Other games I set up were Doom 2016 and Borderlands The Pre-Sequel, which I played together. The first has a fantastic soundtrack and every battle is a blaze of metal and sizzling sounds, even here rendered to a decidedly good level. For The Pre-Sequel I found a good balance between game audio and voice chat.
The only software feature of doubtful utility is the scout mode. This in theory amplifies the background noises in games such as the footsteps of the players, the rustling of trees or the chirping of birds. When the action returns to become frantic, the audio is rebalanced. It should help improve the location of enemies in games like CS: GO. In the titles that I have tried, however, I have not found a huge difference.
I would say that we can go and take stock. I think I understand it to be was positively impressed by virtually every element of the Sound Blaster AE-7. Promoted with full marks. The problem in my opinion is more in understanding who has to buy it. And when. Given the cost, from my point of view, it is one of the best purchases to make when upgrading, improving your machine. When you need to build your own PC, you need to focus primarily on the essentials. CPU, GPU, Power Supply. Spend your money well there.

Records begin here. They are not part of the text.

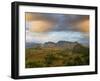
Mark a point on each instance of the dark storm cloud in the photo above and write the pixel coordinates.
(61, 22)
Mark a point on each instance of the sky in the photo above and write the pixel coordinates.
(44, 27)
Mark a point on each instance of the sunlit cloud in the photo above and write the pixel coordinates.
(40, 26)
(44, 27)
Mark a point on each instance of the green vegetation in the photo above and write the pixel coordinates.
(56, 56)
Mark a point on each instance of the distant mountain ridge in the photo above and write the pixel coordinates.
(62, 44)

The integrated sound cards of high-end motherboards, however, can handle most common uses well. Those of cheaper cards are now adequate.
But when you want to improve the quality of your audio, the packages become obvious and you need to upgrade your audio processing system, not just headphones and a microphone. And until proven otherwise, what high-quality headphones can do with a good DAC is not replicable via USB or wireless headphones. If you have motherboards like mine, generic, medium level, the first step towards better audio passes first of all from a dedicated sound card. And the Sound Blaster AE-7 proves to be an excellent playmate.